Когда она начала отвечать ему? Это показалось столь естественным, что Бьярки сначала не заметил, как губы Гнеды стали двигаться ему навстречу, что её руки больше не сопротивлялись, а наоборот, обвили спину, крепко прижимая к себе. Она трепетала, и под подушечками его пальцев вздувались крошечные бугорки мурашек. Вдруг ладонь Гнеды легла на его щёку, и в этом движении было столько нежности и ласки…
Бьярки застыл. Понимание пронзило его как стрела. Отрезвление было болезненным и ошеломительным, словно его кинули в ледяную прорубь. Бьярки отодвинулся от Гнеды, с влажным звуком разрывая незаконченный поцелуй, и посмотрел в её сумасшедшие глаза. Девушка продолжала тянуться к нему, но Бьярки отстранился, прижимая её руки к земле.
— Назови меня по имени, — приказал он охрипшим, непослушным голосом. — Как меня зовут?
Несколько мгновений она смотрела на него, и Бьярки видел, как поволока безумия медленно покидает её взор. Гнеда тихо выдохнула и обессиленно опустила голову на песок, закрывая глаза и отворачиваясь. Она разом обмякла, а из-под закрытых век по скуле к уху скатилась слеза.
Бьярки всё ещё нависал над ней, дрожа от возбуждения и гнева. Ему хотелось ударить её. Хотелось перегрызть горло, которое она словно нарочно подставила, сдаваясь. Стиснув зубы, он со злостью откинул её запястья и, пошатываясь, поднялся на ноги. Его тошнило. Он забрёл в реку и осел на колени. Он должен был отмыться от неё, от её запаха, от её предательства.
Бьярки чувствовал себя уничтоженным. Раздавленным, убитым.
Юноша вылил на лицо несколько пригоршней холодной воды и тяжело поднялся.
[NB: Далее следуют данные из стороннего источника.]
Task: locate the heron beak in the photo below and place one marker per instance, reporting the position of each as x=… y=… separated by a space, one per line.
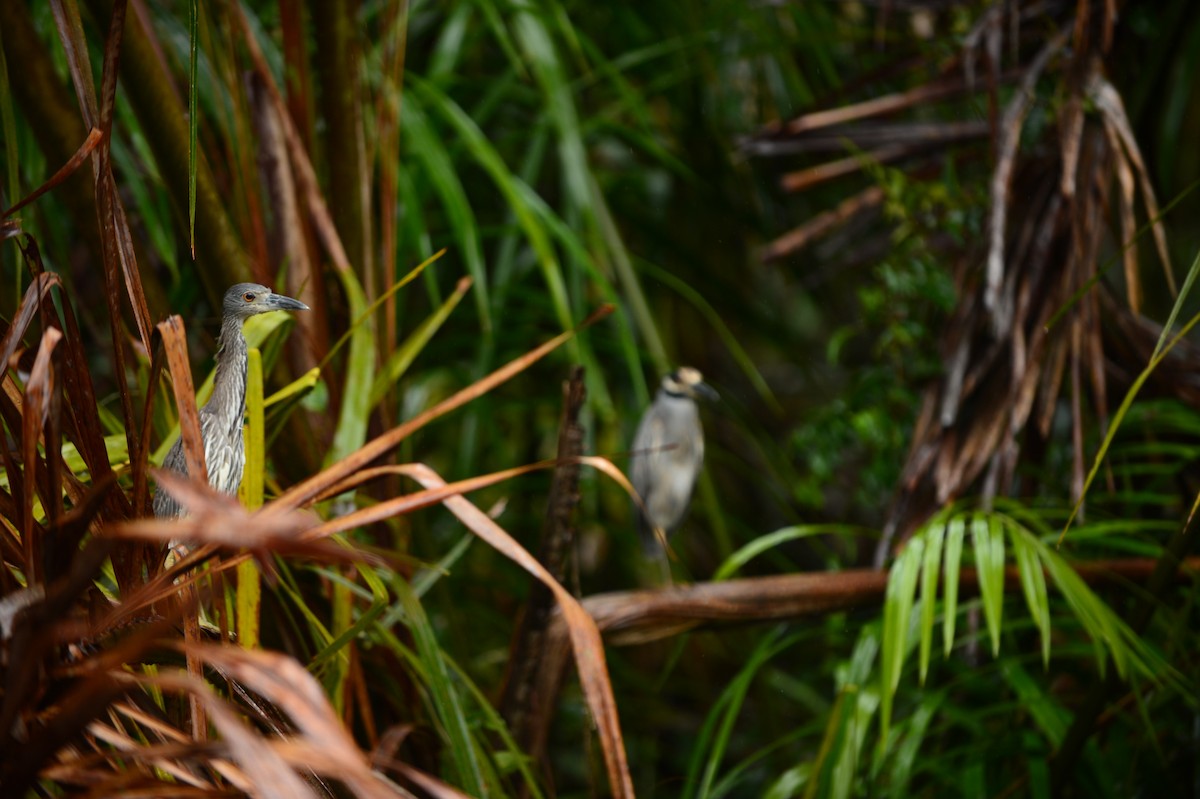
x=280 y=302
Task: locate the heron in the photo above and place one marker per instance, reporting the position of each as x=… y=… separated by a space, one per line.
x=223 y=415
x=669 y=452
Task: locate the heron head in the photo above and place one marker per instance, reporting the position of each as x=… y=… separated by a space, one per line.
x=245 y=300
x=688 y=382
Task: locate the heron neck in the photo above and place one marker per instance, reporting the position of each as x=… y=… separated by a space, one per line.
x=229 y=385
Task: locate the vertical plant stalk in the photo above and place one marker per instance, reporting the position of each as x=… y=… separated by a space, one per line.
x=522 y=706
x=192 y=119
x=250 y=589
x=339 y=74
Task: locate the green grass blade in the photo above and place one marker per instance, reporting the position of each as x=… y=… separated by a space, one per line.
x=193 y=118
x=355 y=412
x=935 y=533
x=988 y=539
x=898 y=623
x=1033 y=584
x=403 y=356
x=954 y=534
x=430 y=149
x=750 y=551
x=443 y=694
x=250 y=589
x=1119 y=416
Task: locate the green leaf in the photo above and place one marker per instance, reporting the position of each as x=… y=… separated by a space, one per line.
x=750 y=551
x=193 y=118
x=954 y=534
x=989 y=546
x=934 y=534
x=355 y=412
x=443 y=692
x=403 y=356
x=1033 y=584
x=898 y=623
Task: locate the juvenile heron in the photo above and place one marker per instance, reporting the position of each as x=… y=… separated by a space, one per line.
x=222 y=415
x=669 y=452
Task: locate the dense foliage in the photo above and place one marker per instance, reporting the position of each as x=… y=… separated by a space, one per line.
x=930 y=253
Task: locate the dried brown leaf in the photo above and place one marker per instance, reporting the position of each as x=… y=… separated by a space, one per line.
x=174 y=341
x=64 y=172
x=585 y=636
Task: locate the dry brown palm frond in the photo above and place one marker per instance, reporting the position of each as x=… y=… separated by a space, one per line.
x=1027 y=337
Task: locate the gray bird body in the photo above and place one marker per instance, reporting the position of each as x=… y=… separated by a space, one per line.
x=669 y=454
x=222 y=416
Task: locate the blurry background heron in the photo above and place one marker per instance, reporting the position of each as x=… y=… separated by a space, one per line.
x=222 y=415
x=669 y=452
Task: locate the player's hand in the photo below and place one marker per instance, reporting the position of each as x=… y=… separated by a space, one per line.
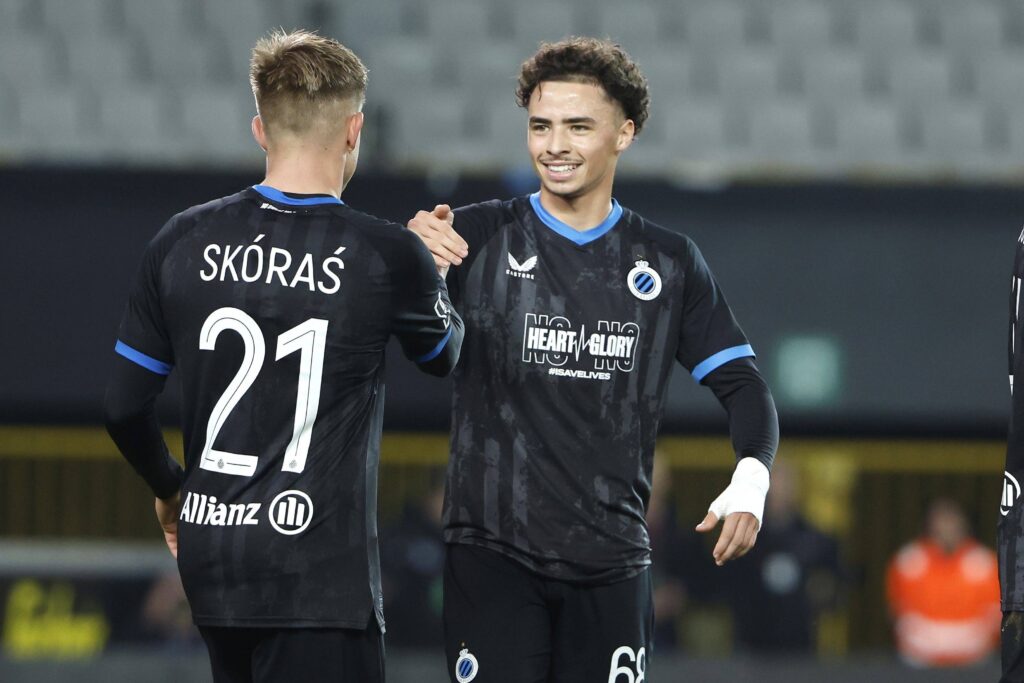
x=738 y=535
x=435 y=228
x=741 y=505
x=167 y=515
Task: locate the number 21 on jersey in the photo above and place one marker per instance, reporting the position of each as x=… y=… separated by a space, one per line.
x=309 y=339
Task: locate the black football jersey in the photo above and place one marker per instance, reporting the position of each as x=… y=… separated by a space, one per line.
x=570 y=338
x=274 y=309
x=1011 y=524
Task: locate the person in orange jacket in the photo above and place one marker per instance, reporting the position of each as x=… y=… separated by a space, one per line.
x=943 y=592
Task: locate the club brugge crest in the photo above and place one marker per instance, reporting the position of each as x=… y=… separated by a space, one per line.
x=644 y=282
x=466 y=667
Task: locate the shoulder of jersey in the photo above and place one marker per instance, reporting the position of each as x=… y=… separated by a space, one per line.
x=670 y=240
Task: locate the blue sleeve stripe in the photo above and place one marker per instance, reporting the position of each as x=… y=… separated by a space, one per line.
x=707 y=367
x=140 y=358
x=437 y=349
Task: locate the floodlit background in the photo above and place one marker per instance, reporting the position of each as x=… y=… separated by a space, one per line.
x=851 y=169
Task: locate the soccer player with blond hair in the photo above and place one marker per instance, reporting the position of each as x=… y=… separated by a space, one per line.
x=577 y=309
x=273 y=518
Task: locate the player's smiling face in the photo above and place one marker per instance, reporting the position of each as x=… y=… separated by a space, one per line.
x=577 y=133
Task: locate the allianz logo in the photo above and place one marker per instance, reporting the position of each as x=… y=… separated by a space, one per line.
x=289 y=513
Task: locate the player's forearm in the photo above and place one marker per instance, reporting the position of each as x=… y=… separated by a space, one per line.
x=444 y=361
x=753 y=419
x=129 y=411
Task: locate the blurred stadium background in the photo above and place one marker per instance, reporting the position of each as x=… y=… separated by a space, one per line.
x=852 y=170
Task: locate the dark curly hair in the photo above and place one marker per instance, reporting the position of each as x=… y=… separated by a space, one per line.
x=589 y=60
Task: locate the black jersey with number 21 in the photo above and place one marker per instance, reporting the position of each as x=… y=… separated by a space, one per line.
x=570 y=338
x=274 y=309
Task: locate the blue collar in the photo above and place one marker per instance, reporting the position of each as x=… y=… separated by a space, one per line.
x=281 y=198
x=579 y=237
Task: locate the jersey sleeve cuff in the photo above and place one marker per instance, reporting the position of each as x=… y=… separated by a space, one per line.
x=140 y=358
x=435 y=351
x=710 y=365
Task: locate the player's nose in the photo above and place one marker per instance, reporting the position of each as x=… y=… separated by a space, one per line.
x=558 y=141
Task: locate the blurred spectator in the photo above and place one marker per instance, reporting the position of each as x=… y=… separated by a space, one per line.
x=412 y=560
x=793 y=573
x=681 y=562
x=166 y=615
x=944 y=593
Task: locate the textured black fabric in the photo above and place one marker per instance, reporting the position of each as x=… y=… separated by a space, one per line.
x=520 y=627
x=753 y=420
x=310 y=655
x=275 y=312
x=131 y=422
x=1011 y=521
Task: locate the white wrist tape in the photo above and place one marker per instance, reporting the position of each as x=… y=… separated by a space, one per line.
x=745 y=493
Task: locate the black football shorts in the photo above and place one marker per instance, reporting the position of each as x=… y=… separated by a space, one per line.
x=310 y=655
x=505 y=624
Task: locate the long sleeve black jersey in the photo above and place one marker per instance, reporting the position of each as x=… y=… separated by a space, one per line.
x=570 y=339
x=275 y=309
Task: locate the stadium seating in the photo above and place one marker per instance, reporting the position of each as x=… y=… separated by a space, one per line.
x=916 y=71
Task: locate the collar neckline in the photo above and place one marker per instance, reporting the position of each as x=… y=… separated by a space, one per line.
x=579 y=237
x=292 y=199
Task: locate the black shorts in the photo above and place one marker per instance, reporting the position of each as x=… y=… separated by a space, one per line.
x=1012 y=636
x=271 y=655
x=504 y=624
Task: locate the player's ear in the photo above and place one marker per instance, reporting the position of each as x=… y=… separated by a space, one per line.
x=353 y=128
x=626 y=134
x=258 y=132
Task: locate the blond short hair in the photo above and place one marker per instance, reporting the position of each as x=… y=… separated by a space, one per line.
x=300 y=80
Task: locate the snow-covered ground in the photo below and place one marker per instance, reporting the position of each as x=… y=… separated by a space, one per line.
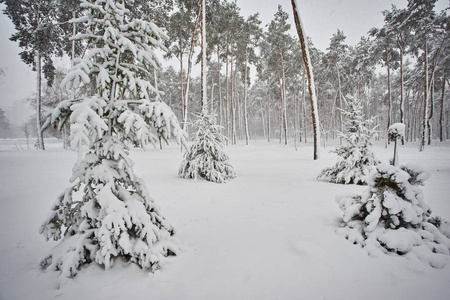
x=268 y=234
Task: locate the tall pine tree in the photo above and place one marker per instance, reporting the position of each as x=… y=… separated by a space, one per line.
x=106 y=212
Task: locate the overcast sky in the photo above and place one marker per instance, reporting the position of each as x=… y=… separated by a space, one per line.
x=321 y=18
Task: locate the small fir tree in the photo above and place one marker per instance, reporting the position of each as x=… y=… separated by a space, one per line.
x=392 y=216
x=206 y=158
x=355 y=158
x=106 y=213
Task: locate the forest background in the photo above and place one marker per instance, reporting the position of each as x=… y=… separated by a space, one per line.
x=385 y=67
Он не останется здесь больше ни мгновения. Ни в усадьбе, ни в городе. Только не на той земле, где ступает она.
Бьярки медленно пошёл вверх по тропинке, не глядя на застывшую без движения Гнеду. Он больше не ощущал ни страсти, ни ненависти, только изнеможение и пустоту. Юноша был на самом косогоре, когда смутное чувство неправильного приказало ему обернуться. Девушка лежала так же, как он оставил её, и в положении нелепо раскинувшегося тела было что-то страшное.
Забыв про гордость, Бьярки в один миг слетел вниз.
— Гнеда! — воскликнул юноша, падая в траву рядом с ней.
Он прикоснулся к её руке, но от его давешней грубости не осталось и следа. Бьярки бережно повернул девушку к себе и снова позвал по имени, но ответа не последовало. Его вдруг осенило, и он положил руку на её чело.
— Какой же я остолоп, — пробормотал Бьярки, торопливо подхватывая безжизненное тело. — Потерпи, моя пташка, я отнесу тебя домой.
***
Когда Вышеслава осторожно вошла в горницу, Бьярки сидел, неподвижно глядя в одну точку перед собой. Брови боярыни сердобольно изогнулись, и, покачав головой, она приложила одну руку ко рту, будто стараясь удержаться от ненужных речей. На девушку, неподвижно лежащую под одеялом, она не взглянула. Если бы что-то переменилось, она бы давно знала от Бьярки.
Вышеслава уже не пыталась образумить сына, втолковывая ему, насколько непристойным является то, что он днюет и ночует в покоях незамужней девушки. Вслед за Бьярки она уже отбросила всякое представление о приличии. Ей хотелось лишь одного — чтобы её любимый сын, наконец, отошёл от страшной спячки, в которую он впал в ту злополучную ночь седмицу назад. И если для этого требовалось выздоровление девушки, принёсшей в их дом лишь худое, что ж, пускай.